四十肩・五十肩の左右差が生じる原因の1つとは、すばり内臓です。

内臓の状態は肩関節に影響をする

「内臓から四十肩・五十肩につながるの?」と思われるかもしれませんが、実は内臓の状態は肩に限らず全身に影響を与えます。

この内臓と全身(今回は肩)のつながりをお話をする上では解剖学的なつながりをいくつかお話しないといけないのですが、先に結果をお伝えします。
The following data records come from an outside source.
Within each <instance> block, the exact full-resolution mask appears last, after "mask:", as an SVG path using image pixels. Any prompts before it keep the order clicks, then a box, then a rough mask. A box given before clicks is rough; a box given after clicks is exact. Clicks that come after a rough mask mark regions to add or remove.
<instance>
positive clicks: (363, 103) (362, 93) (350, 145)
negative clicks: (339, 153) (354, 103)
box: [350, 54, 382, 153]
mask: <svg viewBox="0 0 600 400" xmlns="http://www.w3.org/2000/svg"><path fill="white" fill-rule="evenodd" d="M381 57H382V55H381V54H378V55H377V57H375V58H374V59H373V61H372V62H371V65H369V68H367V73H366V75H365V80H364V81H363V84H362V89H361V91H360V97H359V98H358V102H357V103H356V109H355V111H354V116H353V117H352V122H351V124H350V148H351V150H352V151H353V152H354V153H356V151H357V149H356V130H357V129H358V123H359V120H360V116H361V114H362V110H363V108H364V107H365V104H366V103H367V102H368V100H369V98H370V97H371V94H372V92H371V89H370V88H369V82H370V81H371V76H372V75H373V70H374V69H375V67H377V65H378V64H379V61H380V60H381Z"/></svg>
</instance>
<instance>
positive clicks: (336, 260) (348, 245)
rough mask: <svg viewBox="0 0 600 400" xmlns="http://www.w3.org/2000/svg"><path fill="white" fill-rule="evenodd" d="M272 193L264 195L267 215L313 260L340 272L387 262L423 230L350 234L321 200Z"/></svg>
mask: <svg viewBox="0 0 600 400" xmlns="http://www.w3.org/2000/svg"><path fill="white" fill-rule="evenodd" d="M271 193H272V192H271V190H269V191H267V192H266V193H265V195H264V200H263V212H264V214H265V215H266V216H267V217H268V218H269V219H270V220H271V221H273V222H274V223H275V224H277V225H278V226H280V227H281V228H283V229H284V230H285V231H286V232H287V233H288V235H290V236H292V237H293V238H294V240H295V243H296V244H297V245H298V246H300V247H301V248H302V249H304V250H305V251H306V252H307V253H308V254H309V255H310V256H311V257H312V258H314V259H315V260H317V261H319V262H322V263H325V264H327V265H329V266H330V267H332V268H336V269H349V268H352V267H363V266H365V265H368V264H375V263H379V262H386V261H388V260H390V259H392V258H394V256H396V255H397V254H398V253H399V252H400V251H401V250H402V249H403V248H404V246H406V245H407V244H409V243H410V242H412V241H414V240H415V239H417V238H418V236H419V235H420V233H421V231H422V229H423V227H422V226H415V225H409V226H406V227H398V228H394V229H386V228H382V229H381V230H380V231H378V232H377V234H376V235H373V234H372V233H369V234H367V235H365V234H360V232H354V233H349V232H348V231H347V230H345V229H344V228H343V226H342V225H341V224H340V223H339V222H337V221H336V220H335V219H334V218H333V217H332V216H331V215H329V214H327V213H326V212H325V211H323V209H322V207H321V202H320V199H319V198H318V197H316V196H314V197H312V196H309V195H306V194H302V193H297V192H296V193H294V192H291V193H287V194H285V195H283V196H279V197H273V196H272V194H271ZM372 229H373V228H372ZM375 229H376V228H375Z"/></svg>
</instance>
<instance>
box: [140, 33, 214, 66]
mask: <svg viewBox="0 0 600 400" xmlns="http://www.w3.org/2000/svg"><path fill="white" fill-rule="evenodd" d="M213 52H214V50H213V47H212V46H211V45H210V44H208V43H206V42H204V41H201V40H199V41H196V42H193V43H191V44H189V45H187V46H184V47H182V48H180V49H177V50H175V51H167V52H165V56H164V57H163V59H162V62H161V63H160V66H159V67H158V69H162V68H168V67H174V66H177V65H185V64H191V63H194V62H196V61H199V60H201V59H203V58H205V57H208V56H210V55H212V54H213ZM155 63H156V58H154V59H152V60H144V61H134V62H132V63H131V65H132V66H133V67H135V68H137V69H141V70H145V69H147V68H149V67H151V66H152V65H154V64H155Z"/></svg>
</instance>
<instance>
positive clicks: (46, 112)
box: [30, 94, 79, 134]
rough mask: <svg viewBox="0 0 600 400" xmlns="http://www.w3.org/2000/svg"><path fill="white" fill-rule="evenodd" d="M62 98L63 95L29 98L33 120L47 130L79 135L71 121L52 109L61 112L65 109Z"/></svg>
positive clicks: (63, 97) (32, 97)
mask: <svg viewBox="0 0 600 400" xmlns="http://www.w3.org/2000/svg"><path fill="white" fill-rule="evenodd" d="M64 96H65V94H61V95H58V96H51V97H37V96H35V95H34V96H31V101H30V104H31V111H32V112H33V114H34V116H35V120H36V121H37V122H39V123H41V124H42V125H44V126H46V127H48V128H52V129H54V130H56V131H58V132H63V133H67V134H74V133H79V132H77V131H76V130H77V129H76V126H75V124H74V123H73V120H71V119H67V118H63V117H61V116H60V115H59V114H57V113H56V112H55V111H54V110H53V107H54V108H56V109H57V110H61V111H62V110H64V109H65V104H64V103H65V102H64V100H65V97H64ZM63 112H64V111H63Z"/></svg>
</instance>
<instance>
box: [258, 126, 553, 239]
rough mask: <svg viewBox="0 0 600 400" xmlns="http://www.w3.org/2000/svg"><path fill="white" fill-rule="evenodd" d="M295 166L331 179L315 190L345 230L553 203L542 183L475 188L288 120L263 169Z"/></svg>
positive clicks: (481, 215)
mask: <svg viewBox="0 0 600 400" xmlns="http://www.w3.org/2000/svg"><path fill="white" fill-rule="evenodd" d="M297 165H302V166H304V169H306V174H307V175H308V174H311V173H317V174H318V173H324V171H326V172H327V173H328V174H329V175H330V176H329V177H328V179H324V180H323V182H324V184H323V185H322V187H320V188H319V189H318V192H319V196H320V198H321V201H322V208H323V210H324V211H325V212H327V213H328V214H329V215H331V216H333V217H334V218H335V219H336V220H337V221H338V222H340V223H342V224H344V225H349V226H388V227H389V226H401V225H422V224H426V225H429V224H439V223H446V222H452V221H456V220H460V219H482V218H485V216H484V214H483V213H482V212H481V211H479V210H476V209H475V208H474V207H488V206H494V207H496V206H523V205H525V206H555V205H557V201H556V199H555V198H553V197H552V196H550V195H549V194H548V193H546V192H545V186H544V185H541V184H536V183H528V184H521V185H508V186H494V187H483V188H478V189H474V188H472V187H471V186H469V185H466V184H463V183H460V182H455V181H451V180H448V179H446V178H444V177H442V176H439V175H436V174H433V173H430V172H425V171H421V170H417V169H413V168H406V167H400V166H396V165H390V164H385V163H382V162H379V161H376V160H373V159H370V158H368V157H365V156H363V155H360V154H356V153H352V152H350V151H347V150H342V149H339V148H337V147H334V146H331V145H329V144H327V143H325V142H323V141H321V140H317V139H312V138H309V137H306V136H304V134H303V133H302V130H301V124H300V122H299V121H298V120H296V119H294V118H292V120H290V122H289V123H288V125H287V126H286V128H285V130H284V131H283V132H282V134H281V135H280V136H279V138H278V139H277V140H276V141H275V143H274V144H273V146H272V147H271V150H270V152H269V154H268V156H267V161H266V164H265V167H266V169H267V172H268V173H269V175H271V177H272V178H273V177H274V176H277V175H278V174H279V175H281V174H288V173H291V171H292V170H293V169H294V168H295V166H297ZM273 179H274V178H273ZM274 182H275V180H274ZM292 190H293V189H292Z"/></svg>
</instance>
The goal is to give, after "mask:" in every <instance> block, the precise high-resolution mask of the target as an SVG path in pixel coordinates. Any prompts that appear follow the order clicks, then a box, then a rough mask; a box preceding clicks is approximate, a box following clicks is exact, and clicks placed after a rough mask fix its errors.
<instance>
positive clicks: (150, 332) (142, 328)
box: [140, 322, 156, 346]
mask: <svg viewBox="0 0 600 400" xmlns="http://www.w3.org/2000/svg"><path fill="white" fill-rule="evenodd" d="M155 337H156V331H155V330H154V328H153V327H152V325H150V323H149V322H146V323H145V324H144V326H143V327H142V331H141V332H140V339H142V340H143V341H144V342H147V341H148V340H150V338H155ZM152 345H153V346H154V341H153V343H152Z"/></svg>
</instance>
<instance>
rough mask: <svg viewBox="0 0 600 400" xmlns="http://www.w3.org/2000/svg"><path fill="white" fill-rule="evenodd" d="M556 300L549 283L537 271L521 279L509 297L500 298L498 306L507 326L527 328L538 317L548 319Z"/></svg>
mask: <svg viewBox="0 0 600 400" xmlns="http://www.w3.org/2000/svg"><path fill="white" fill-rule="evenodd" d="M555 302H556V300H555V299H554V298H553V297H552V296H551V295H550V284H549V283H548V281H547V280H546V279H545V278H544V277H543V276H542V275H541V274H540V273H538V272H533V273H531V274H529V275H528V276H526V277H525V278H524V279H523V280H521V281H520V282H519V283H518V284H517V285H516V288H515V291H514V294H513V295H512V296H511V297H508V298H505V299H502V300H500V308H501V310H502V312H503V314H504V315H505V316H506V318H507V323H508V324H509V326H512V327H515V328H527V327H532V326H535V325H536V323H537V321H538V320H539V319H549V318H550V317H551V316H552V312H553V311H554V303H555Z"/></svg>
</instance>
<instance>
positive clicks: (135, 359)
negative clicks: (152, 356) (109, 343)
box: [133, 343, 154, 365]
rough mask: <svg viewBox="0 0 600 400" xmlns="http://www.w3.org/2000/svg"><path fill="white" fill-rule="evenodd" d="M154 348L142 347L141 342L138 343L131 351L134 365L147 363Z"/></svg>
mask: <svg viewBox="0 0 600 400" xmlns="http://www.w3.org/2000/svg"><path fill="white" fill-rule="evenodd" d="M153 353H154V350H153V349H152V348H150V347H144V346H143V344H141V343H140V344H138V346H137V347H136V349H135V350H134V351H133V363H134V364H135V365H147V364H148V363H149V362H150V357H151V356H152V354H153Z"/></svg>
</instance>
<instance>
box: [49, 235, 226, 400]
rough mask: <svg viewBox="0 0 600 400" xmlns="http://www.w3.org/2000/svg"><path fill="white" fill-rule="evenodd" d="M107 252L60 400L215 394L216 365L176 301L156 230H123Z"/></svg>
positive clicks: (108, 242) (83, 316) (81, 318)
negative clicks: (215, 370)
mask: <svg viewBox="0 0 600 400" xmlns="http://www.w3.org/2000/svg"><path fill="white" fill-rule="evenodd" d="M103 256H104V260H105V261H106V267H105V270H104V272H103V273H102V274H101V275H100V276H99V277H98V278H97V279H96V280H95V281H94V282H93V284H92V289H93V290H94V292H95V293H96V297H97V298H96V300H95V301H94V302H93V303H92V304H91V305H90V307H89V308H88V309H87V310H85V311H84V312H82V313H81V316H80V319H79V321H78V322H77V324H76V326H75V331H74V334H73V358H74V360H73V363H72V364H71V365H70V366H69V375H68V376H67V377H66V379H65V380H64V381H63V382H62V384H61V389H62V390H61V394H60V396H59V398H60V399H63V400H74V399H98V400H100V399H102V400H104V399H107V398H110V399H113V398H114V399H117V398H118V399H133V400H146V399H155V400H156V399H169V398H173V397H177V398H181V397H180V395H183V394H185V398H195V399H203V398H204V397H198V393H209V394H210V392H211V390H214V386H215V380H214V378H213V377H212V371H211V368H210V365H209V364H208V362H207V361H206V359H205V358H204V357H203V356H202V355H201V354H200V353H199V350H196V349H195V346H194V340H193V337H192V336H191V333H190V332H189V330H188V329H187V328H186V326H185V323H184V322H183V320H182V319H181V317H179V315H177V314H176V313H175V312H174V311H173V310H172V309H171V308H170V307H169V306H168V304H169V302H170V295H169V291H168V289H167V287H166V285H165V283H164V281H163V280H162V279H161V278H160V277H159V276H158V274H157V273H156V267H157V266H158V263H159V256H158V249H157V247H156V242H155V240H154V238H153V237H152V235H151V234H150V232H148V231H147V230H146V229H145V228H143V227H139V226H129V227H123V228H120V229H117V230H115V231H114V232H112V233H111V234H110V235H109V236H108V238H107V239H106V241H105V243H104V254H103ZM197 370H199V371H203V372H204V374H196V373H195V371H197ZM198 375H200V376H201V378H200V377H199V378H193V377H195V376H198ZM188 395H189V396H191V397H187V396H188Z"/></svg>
右側の四十肩・五十肩は肝臓、胆嚢、右肺と関係が深く、左側の四十肩・五十肩は胃、心臓、左肺と関係が深いことが多いです。

この後はいくつかの例を挙げつつ、肩関節と内臓の解剖学的なつながりのお話を交えつつ、一般的な対処法もお伝えしていきます。

あまり細かいことをお伝えすると難しくなり過ぎますので極力簡単にまとめるように努めましたが、ご説明をする上では少しばかり専門用語を使用しました。

簡単なまとめは小見出しごとの最後の文章で赤文字にしてあるので、その部分だけでも読み進めていただければと思います。

肩関節と首とのつながり

肩関節にはたくさんの筋肉や靭帯などの組織があり、それらには血管や神経が張り巡らされていますが、ヒトの肩から指先までに張り巡らされている神経は主に首から出てきます。

首から出てくる神経は第1頸髄神経から第8頸髄神経の計8本あるのですが、そのうちの第5頸髄神経けいずいしんけい〜第8頸髄神経けいずいしんけいとその1つ下から出てくる第1胸髄神経の計5本の神経が合わさった腕神経叢わんしんけいそうという神経の束になったものから、再度枝分けれした神経が肩から指先まで張り巡らされています。

腕神経叢のイラスト。イラスト中の”C”はcervical=頚椎・頸髄神経を意味します。

この腕神経叢わんしんけいそうから枝分かれした神経が肩関節より下の筋肉などの組織に張り巡らされ、筋肉に指令を与えたり、触覚や痛みなどを感じ取ったりしていきます。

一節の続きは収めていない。